Single onabotulinumtoxinA 200U dose improved clinical symptoms but not urothelial dysfunction in neurogenic detrusor overactivity due to spinal cord injury.

OBJECTIVE: To evaluate the changes in urothelial dysfunction protein expressions in bladder after onabotulinumtoxin injection and correlate that with clinical outcomes in spinal cord injury (SCI) patients.

METHODS: Twenty-six patients with neurogenic detrusor overactivity (NDO) and urinary incontinence due to suprasacral SCI were treated with onabotulinumtoxinA 200U detrusor injection. Urodynamic studies and bladder biopsies were obtained at baseline, 3, and 6 months after treatment. Biopsy tissues were investigated for E-cadherin, zonula occludens-1 (ZO-1), mast cell activity, and urothelial cell apoptosis, sensory protein expression including purinergic receptor P2X3, endothelial NOS, inducible NOS, β3-adrenoceptors, and muscarinic receptors M2 and M3. Differences in functional protein expression between controls and SCI patients and between successful and failed treatment groups were analyzed.

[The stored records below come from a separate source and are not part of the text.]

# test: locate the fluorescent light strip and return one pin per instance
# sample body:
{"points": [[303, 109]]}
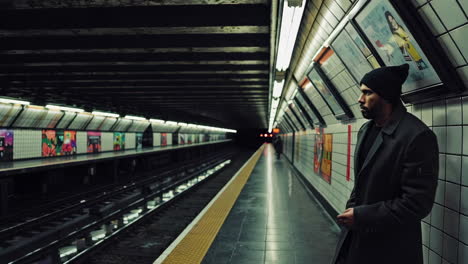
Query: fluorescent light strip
{"points": [[157, 121], [135, 117], [105, 114], [64, 108], [13, 101]]}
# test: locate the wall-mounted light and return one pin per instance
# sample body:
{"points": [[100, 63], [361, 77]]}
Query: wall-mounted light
{"points": [[157, 121], [65, 108], [290, 22], [105, 114], [13, 101], [135, 117]]}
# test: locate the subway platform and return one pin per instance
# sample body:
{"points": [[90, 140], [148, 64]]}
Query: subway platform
{"points": [[272, 220]]}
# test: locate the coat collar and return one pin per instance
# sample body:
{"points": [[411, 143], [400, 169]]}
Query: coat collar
{"points": [[388, 129]]}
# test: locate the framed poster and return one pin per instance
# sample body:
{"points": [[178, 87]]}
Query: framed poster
{"points": [[94, 142], [398, 36], [352, 55], [329, 94], [6, 145]]}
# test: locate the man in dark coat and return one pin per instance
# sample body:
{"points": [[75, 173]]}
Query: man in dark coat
{"points": [[396, 171]]}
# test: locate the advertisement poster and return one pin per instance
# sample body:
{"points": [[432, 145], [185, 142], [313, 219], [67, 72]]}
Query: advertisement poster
{"points": [[139, 140], [119, 141], [163, 139], [50, 143], [6, 145], [58, 143], [323, 89], [68, 140], [94, 142], [181, 139], [327, 157], [318, 150], [388, 33], [351, 55]]}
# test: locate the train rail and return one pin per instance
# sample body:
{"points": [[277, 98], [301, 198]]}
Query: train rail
{"points": [[73, 227]]}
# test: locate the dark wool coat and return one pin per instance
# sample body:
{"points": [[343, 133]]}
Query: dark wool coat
{"points": [[394, 189]]}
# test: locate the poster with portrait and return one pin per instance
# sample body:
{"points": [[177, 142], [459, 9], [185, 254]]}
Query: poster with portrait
{"points": [[139, 140], [94, 142], [119, 141], [351, 55], [323, 89], [327, 157], [68, 141], [318, 150], [6, 145], [163, 139], [395, 44]]}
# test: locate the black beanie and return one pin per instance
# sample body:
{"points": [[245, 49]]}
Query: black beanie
{"points": [[387, 81]]}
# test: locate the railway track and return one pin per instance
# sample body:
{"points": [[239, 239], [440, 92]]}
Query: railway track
{"points": [[76, 228]]}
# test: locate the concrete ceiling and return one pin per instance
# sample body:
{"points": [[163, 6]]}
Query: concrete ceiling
{"points": [[199, 61]]}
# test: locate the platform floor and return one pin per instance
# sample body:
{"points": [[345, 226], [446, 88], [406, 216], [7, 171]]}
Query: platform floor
{"points": [[274, 220]]}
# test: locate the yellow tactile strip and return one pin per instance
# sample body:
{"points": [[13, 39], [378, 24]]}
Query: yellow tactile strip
{"points": [[194, 246]]}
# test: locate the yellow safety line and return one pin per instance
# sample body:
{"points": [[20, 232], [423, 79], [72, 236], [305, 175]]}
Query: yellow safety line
{"points": [[193, 248]]}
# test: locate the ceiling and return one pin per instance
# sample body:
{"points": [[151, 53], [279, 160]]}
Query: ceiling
{"points": [[196, 61]]}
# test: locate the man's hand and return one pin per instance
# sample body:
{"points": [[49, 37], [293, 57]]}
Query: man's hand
{"points": [[346, 218]]}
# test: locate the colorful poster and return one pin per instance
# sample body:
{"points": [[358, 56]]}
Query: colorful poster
{"points": [[49, 143], [6, 145], [163, 139], [318, 150], [139, 140], [389, 35], [94, 142], [181, 139], [119, 141], [68, 139], [58, 143], [327, 157]]}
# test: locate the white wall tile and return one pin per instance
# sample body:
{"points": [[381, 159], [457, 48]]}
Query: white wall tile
{"points": [[437, 216], [427, 114], [452, 196], [451, 50], [464, 200], [440, 192], [463, 235], [441, 133], [462, 253], [464, 177], [439, 117], [454, 138], [442, 158], [81, 142], [449, 12], [459, 36], [463, 73], [453, 170], [454, 111], [451, 222], [431, 19], [130, 140], [437, 241]]}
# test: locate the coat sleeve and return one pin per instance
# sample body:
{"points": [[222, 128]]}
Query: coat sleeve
{"points": [[417, 191]]}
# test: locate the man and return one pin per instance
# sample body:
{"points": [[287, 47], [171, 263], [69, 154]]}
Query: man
{"points": [[396, 171]]}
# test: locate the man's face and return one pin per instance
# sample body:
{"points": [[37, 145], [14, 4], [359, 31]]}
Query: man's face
{"points": [[370, 102]]}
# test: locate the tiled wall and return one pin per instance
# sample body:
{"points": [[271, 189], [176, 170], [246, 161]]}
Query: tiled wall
{"points": [[130, 140], [81, 142], [156, 139], [107, 141], [27, 144], [445, 230]]}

RESULTS: SCI patients had significantly lower E-cadherin, higher mast cell activity, increased apoptosis, decreased M3 and eNOS expressions than the controls at baseline. Of the 26 patients, 17 (65%) showed improvement in bladder capacity by >50% at 3 months; however, improvement declined by 6 months after treatment. The urothelial expression of E-cadherin and ZO-1 increased at 3 months but had declined at 6 months. The urothelial sensory protein expression did not change significantly after treatment. M3 receptor density was significantly decreased in SCI patients at baseline and patients with treatment success 3 months after injection (p = 0.01).

CONCLUSION: A single injection of onabotulinumtoxinA 200U improved clinical symptoms but did not significantly alter urothelial sensory protein expression. The results imply that a single 200U onabotulinumtoxinA dose might not be adequate for urothelial dysfunction in NDO. IRB: TCGH 098-53.